In Memoriam: Leo J. O'Brien

Leo J. O'Brien

Former LLS Dean Leo J. O'Brien passed away last year after a long and distinguished career as a lawyer, law professor, and law school administrator. O'Brien served as dean of the law school from 1969-73, a period that saw a spike in student population: the 1970 graduating class was 101, and the 1973 graduating class was 335. O'Brien's tenure also saw the advent of a focus at the law school on clinical experiential training. A faculty fellowship, currently held by Professor Eric Miller, is named in O'Brien's honor.

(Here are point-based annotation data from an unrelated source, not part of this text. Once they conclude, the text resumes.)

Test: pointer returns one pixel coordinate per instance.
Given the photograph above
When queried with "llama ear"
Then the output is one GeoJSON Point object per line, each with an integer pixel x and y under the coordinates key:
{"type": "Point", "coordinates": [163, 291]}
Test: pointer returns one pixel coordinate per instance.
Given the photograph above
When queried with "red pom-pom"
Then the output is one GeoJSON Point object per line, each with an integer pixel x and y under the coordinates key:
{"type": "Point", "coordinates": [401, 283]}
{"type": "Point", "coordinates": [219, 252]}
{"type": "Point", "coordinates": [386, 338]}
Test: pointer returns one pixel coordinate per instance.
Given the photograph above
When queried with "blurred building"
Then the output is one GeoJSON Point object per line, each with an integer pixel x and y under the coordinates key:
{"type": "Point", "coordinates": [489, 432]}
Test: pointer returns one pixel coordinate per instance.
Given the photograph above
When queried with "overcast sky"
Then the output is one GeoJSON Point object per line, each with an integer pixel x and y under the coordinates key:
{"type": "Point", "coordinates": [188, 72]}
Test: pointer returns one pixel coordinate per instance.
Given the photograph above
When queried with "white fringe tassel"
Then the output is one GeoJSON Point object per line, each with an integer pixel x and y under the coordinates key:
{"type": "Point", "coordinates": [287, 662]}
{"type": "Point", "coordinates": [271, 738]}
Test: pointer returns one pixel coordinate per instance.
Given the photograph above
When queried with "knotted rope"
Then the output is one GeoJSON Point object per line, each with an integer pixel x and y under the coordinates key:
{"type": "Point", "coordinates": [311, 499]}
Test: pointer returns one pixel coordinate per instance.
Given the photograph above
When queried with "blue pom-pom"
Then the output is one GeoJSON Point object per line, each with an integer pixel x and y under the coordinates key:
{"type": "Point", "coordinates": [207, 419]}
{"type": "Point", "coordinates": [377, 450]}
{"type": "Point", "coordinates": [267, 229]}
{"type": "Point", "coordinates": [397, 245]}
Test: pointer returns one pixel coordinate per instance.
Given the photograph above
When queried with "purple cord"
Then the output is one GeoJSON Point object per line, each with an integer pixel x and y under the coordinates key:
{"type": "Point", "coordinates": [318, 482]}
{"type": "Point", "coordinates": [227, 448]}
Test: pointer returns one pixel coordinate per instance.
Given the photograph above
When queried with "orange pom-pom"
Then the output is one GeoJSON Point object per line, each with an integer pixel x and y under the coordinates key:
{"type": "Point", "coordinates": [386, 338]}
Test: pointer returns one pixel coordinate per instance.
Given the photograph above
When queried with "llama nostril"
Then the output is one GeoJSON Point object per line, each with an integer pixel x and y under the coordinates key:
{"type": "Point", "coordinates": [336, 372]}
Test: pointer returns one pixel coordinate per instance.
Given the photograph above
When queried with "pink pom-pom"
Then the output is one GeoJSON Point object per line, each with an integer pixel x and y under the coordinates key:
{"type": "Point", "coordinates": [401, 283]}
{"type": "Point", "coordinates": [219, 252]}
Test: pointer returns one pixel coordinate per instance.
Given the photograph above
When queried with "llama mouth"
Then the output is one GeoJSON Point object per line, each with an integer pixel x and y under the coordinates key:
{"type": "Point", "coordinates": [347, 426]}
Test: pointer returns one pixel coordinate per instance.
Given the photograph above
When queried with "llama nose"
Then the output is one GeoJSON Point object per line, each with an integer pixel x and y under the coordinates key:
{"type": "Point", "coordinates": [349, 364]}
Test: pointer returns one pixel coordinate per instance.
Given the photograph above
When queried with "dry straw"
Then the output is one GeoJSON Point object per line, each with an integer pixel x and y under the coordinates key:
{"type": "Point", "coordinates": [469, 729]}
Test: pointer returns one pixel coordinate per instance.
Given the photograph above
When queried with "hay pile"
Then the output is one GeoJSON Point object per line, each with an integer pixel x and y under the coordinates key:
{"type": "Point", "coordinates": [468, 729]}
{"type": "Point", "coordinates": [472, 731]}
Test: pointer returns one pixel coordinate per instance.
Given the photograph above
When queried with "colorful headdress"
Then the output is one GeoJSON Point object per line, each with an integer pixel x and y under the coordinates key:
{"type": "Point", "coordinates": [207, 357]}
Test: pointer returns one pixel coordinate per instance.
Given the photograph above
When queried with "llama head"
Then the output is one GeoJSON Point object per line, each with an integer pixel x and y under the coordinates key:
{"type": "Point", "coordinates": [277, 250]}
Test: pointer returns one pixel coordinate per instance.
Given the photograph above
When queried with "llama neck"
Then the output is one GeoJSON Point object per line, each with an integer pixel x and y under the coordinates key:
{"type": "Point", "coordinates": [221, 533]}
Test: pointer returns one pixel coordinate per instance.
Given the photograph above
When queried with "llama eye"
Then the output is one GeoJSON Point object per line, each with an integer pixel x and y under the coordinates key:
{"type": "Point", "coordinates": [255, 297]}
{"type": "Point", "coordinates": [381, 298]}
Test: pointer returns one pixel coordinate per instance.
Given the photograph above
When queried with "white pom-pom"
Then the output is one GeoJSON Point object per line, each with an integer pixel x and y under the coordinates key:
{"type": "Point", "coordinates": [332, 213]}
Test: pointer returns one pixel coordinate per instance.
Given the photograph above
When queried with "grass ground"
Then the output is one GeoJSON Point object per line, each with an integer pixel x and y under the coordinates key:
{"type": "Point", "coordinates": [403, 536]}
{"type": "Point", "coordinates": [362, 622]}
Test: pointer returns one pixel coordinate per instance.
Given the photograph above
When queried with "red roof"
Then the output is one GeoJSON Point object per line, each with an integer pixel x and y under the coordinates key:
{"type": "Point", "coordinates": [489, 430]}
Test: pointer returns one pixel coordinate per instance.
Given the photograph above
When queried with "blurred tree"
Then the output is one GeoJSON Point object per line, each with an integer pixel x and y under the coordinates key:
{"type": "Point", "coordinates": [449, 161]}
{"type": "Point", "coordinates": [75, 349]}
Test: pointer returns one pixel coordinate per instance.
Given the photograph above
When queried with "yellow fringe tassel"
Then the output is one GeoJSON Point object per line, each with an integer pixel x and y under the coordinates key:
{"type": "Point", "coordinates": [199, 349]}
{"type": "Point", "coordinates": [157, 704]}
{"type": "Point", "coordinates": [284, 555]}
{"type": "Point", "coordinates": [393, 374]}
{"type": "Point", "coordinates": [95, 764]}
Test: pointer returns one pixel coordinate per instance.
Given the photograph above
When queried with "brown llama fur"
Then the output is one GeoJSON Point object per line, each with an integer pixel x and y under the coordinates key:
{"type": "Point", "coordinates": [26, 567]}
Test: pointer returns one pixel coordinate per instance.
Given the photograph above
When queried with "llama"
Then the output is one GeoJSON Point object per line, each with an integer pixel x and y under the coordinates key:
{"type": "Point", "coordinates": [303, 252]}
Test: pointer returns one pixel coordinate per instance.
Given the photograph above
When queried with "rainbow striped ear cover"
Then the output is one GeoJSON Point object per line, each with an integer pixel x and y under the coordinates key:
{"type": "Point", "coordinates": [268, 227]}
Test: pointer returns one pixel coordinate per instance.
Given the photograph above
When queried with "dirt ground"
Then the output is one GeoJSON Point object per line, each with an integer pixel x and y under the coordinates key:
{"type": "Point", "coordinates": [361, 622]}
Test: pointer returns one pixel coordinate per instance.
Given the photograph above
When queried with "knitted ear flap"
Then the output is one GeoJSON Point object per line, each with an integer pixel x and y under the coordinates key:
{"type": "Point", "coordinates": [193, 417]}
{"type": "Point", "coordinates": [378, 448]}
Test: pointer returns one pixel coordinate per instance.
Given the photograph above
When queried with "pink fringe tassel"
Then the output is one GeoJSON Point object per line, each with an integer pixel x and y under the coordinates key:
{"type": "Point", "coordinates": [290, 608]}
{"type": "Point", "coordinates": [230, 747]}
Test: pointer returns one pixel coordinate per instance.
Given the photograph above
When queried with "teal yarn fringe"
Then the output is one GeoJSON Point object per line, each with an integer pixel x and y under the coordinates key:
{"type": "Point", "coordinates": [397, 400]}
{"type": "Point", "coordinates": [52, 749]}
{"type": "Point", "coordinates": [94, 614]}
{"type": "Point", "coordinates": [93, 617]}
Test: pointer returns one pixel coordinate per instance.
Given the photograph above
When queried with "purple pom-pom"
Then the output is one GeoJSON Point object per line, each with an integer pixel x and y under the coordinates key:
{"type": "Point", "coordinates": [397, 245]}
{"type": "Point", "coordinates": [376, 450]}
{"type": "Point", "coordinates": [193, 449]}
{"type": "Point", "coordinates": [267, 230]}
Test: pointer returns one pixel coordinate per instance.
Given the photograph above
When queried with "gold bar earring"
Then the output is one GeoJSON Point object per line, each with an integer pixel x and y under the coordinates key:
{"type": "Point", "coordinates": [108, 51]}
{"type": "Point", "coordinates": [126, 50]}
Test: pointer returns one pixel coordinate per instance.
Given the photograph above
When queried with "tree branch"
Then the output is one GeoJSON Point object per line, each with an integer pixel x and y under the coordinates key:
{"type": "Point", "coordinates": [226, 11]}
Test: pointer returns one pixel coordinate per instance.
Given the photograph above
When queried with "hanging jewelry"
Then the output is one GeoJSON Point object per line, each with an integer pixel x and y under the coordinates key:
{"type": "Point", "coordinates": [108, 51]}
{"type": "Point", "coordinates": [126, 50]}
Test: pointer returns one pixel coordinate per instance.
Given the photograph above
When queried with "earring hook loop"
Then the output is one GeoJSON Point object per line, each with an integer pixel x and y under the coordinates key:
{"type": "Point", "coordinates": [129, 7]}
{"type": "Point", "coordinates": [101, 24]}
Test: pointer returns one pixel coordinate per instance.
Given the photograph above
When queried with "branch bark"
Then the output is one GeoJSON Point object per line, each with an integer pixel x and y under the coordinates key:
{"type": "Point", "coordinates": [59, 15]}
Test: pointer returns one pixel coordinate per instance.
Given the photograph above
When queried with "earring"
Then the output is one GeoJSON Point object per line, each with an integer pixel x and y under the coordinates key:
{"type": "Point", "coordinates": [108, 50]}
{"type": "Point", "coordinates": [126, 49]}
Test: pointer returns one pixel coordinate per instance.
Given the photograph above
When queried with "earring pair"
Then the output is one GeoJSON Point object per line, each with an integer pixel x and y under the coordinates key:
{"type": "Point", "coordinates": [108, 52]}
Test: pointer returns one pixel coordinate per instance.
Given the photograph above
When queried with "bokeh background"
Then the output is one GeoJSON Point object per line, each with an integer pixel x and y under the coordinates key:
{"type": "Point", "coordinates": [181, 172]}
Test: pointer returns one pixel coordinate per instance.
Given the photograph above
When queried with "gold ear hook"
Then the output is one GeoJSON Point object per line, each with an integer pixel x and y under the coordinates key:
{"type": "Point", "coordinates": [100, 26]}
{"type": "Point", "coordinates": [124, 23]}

O’Brien grew up in San Francisco and graduated from the University of San Francisco Law School. During the Korean War, he served in the Pentagon as a First Lieutenant in the U.S. Army in the Judge Advocate General's (JAG) Corps. After the war, he received his LLM from Georgetown University and joined San Francisco law firm Hoberg and Finger. He began his career in legal education at his alma mater, USF Law School, and served as dean of Gonzaga University School of Law before he was appointed ninth dean of Loyola Law School following a national search.

O’Brien is remembered as restoring steady leadership and long-term planning at Loyola Law School following a succession of short deanships. The need for an expanded campus footprint to accommodate the rapidly growing student body became clear during his tenure, and he was dedicated to providing opportunities for lower-income students. Students began to gain clinical experience providing free legal aid to local residents and working with the Legal Aid Foundation of Los Angeles.

After leaving Loyola in 1973, O’Brien went back to teaching. Throughout his career he taught on the law faculties of Georgetown, U.C. Berkeley, University of Michigan, University of San Diego and Washington and Lee, and taught specialty programs at Princeton, University of North Carolina, and Trinity College in Dublin, Ireland.